I just don't understand your second question. Could you clarify what you mean?
caravelle:I have never understood why many Austrians are so hostile towards FRB. Government involvement in the banking industry is bad, yes. Fraud is bad, yes. Is FRB always fraud? Definitely not. Is FRB always bad?
It depends on what constitutes "bad" to you. If "bad" includes business cycles, it is "bad". Fraud is deception. Suppose I sold you a car with with no engine, gas tank or drive axles and you only found that when you tried to leave the lot. If I argued that it's your fault for not looking under the surface, would that be deceptive?
dmuldoon: Thanks for your answer. But - how do you loan the first dollar? i.e., if, as a bank, all my deposits must be backed, isn't 100% of my money not loanable?

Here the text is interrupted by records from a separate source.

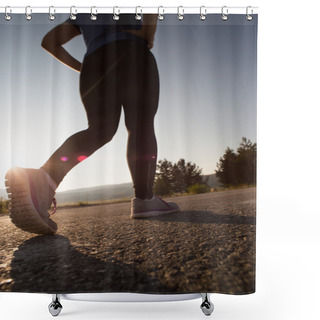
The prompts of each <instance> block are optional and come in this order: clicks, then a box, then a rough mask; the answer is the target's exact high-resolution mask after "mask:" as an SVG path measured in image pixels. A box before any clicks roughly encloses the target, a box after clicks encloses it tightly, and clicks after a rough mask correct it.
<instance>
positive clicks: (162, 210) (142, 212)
mask: <svg viewBox="0 0 320 320" xmlns="http://www.w3.org/2000/svg"><path fill="white" fill-rule="evenodd" d="M178 211H180V208H179V207H178V205H177V204H176V203H174V202H166V201H164V200H162V199H161V198H159V197H156V196H153V198H152V199H150V200H141V199H139V198H133V199H132V200H131V218H132V219H144V218H152V217H157V216H161V215H163V214H167V213H174V212H178Z"/></svg>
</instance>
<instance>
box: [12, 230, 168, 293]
mask: <svg viewBox="0 0 320 320" xmlns="http://www.w3.org/2000/svg"><path fill="white" fill-rule="evenodd" d="M11 277H12V279H13V286H12V289H11V291H13V292H38V293H41V292H45V293H77V292H128V291H129V292H150V293H151V292H170V288H167V287H165V286H164V285H162V284H161V283H160V282H159V280H158V279H156V278H153V277H151V276H149V275H147V274H145V273H143V272H141V271H138V270H136V269H135V267H134V265H133V264H132V265H128V264H125V263H121V262H119V261H111V260H108V257H107V256H106V259H105V260H100V259H97V258H95V257H93V256H88V255H85V254H83V253H81V252H79V251H78V250H77V249H76V248H75V247H73V246H72V245H71V244H70V241H69V240H68V239H67V238H65V237H63V236H60V235H54V236H37V237H35V238H32V239H29V240H27V241H25V242H24V243H23V244H22V245H20V246H19V248H18V250H17V251H15V253H14V256H13V259H12V261H11ZM171 291H172V290H171Z"/></svg>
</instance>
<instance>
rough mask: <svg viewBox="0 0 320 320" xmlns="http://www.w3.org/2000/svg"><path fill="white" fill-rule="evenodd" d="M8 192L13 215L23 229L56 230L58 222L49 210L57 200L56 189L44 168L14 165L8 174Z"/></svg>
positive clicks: (53, 209)
mask: <svg viewBox="0 0 320 320" xmlns="http://www.w3.org/2000/svg"><path fill="white" fill-rule="evenodd" d="M5 184H6V187H7V193H8V196H9V200H10V218H11V220H12V222H13V223H14V224H15V225H16V226H17V227H18V228H20V229H22V230H24V231H28V232H30V233H36V234H53V233H55V232H56V231H57V229H58V227H57V224H56V223H55V222H54V221H53V220H51V218H50V214H49V213H48V210H49V209H50V207H51V204H52V202H53V203H54V209H53V211H52V212H51V214H52V213H54V212H55V210H56V201H55V199H54V195H55V189H54V187H53V186H52V185H50V181H49V176H48V174H47V173H46V172H45V171H44V170H43V169H24V168H18V167H16V168H12V169H10V170H9V171H8V172H7V174H6V181H5Z"/></svg>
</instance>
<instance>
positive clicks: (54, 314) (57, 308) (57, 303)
mask: <svg viewBox="0 0 320 320" xmlns="http://www.w3.org/2000/svg"><path fill="white" fill-rule="evenodd" d="M60 296H61V294H53V295H52V302H51V303H50V304H49V306H48V308H49V312H50V313H51V315H52V316H53V317H56V316H58V315H59V314H60V312H61V310H62V305H61V303H60Z"/></svg>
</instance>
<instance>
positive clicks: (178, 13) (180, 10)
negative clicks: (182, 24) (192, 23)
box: [178, 6, 184, 21]
mask: <svg viewBox="0 0 320 320" xmlns="http://www.w3.org/2000/svg"><path fill="white" fill-rule="evenodd" d="M183 18H184V8H183V6H179V7H178V19H179V20H180V21H182V20H183Z"/></svg>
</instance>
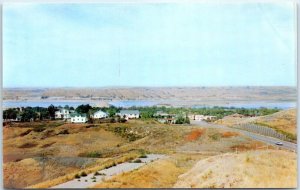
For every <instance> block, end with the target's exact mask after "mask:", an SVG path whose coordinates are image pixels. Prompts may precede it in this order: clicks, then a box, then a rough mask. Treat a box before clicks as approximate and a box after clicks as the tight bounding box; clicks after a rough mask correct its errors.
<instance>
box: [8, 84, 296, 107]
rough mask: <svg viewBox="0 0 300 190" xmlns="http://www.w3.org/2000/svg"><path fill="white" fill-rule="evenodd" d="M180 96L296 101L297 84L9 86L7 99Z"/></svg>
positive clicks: (178, 99) (225, 99)
mask: <svg viewBox="0 0 300 190" xmlns="http://www.w3.org/2000/svg"><path fill="white" fill-rule="evenodd" d="M53 97H55V98H57V99H91V100H93V99H94V100H97V99H102V100H180V101H191V102H193V101H197V102H203V103H209V102H216V101H217V102H218V101H219V102H223V103H226V102H239V101H296V100H297V90H296V87H287V86H277V87H119V88H116V87H112V88H5V89H4V93H3V99H4V100H22V99H27V100H30V99H41V98H53Z"/></svg>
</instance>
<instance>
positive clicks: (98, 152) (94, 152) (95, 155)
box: [85, 151, 102, 158]
mask: <svg viewBox="0 0 300 190" xmlns="http://www.w3.org/2000/svg"><path fill="white" fill-rule="evenodd" d="M85 156H86V157H90V158H100V157H101V156H102V154H101V153H100V152H96V151H94V152H90V153H87V154H86V155H85Z"/></svg>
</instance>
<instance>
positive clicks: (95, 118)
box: [92, 110, 108, 119]
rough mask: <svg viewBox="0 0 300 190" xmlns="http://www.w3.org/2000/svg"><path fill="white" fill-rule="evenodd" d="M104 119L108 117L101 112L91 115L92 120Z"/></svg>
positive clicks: (102, 111) (97, 111) (102, 112)
mask: <svg viewBox="0 0 300 190" xmlns="http://www.w3.org/2000/svg"><path fill="white" fill-rule="evenodd" d="M106 117H108V114H107V113H105V112H104V111H101V110H99V111H97V112H95V113H94V114H93V115H92V118H94V119H102V118H106Z"/></svg>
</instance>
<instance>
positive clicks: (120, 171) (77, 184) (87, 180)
mask: <svg viewBox="0 0 300 190" xmlns="http://www.w3.org/2000/svg"><path fill="white" fill-rule="evenodd" d="M166 157H167V156H166V155H161V154H148V155H147V158H139V159H140V160H141V161H142V162H141V163H129V162H125V163H122V164H118V165H116V166H113V167H111V168H108V169H104V170H100V171H98V172H99V173H101V174H104V175H98V176H94V173H91V174H89V175H87V176H86V177H81V178H80V179H73V180H71V181H68V182H66V183H62V184H59V185H57V186H54V187H52V188H61V189H65V188H88V187H90V186H94V185H95V184H98V183H100V182H102V181H103V180H107V179H110V178H112V177H113V176H115V175H118V174H121V173H123V172H129V171H132V170H134V169H137V168H139V167H141V166H143V165H145V164H147V163H149V162H152V161H154V160H157V159H162V158H166ZM93 177H94V178H93ZM92 178H93V179H92ZM79 180H80V181H79Z"/></svg>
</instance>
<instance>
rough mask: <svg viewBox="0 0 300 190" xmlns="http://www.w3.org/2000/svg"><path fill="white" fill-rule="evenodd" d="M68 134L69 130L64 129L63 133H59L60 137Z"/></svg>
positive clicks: (62, 131) (62, 132)
mask: <svg viewBox="0 0 300 190" xmlns="http://www.w3.org/2000/svg"><path fill="white" fill-rule="evenodd" d="M67 134H69V131H68V129H64V130H62V131H59V133H58V135H67Z"/></svg>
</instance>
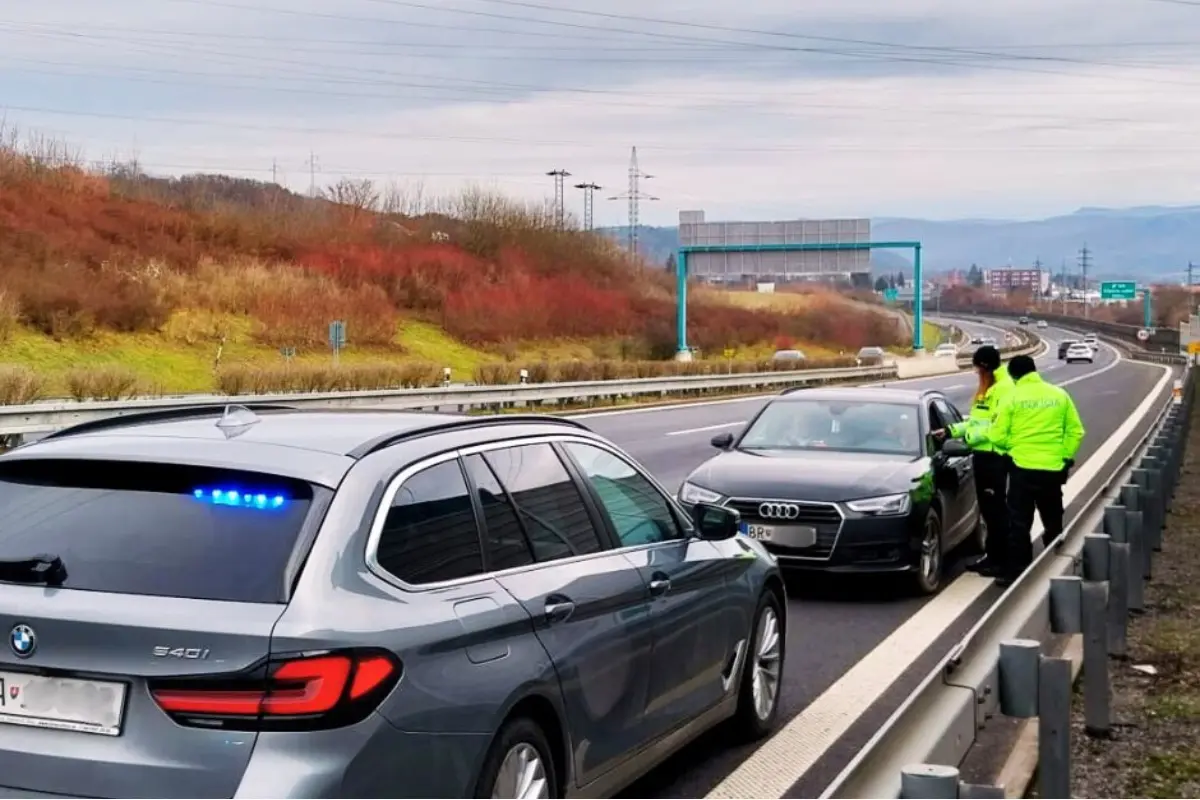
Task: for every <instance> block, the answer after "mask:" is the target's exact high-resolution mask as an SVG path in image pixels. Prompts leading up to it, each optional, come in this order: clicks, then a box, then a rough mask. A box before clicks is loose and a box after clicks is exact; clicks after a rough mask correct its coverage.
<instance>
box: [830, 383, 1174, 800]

Well isn't that what they pay you interest for? So they can loan out your money for a larger return than they are paying you?
Caley McKibbin: Suppose I sold you a car with with no engine, gas tank or drive axles and you only found that when you tried to leave the lot. If I argued that it's your fault for not looking under the surface, would that be deceptive?
This is relevant how?
scineram: Caley McKibbin: Suppose I sold you a car with with no engine, gas tank or drive axles and you only found that when you tried to leave the lot. If I argued that it's your fault for not looking under the surface, would that be deceptive? This is relevant how?
Joe public assumes that a car is sold with all of the standard parts and that a bank holds his money in safe keeping.
They don't.
Caley McKibbin:Suppose I sold you a car with with no engine, gas tank or drive axles and you only found that when you tried to leave the lot. If I argued that it's your fault for not looking under the surface, would that be deceptive?
"If we wish to preserve a free society, it is essential that we recognize that the desirability of a particular object is not sufficient justification for the use of coercion."
FRB is not the cause of business cycles, not even in Austrian theory. The currency monopolies of central banks are. In a free society, you can simply stop accepting bad money when you stop trusting it. No sane person would ever assume that his money was laying idle in a vault if he receives interest on the money he deposited. The bank doesn't claim to keep all the money in their vaults, and anyone receiving interest would assume that they did. Hence, there is no deception, any more than a mongoloid child is deceived when he realizes he can't pilot the spaceship on the poster he just asked his mother to buy for him. Unless the banknote actually says "redeemable at any time", there really is no fraud going on if the bank doesn't have any gold in its vaults. Fraud requires lies. If indeed the banknote said something in that order, then yes, it would be fraud. So point still stands: Fraud is bad, but FRB does not necessarily involve fraud, and therefore it is logically invalid to state that "since fraud is bad, FRB is bad".
This is what I have been trying to get the FRB opponents to explain to me for a very long time. Assuming the bank does not pretend to have full reserves, then why is FRB fraud?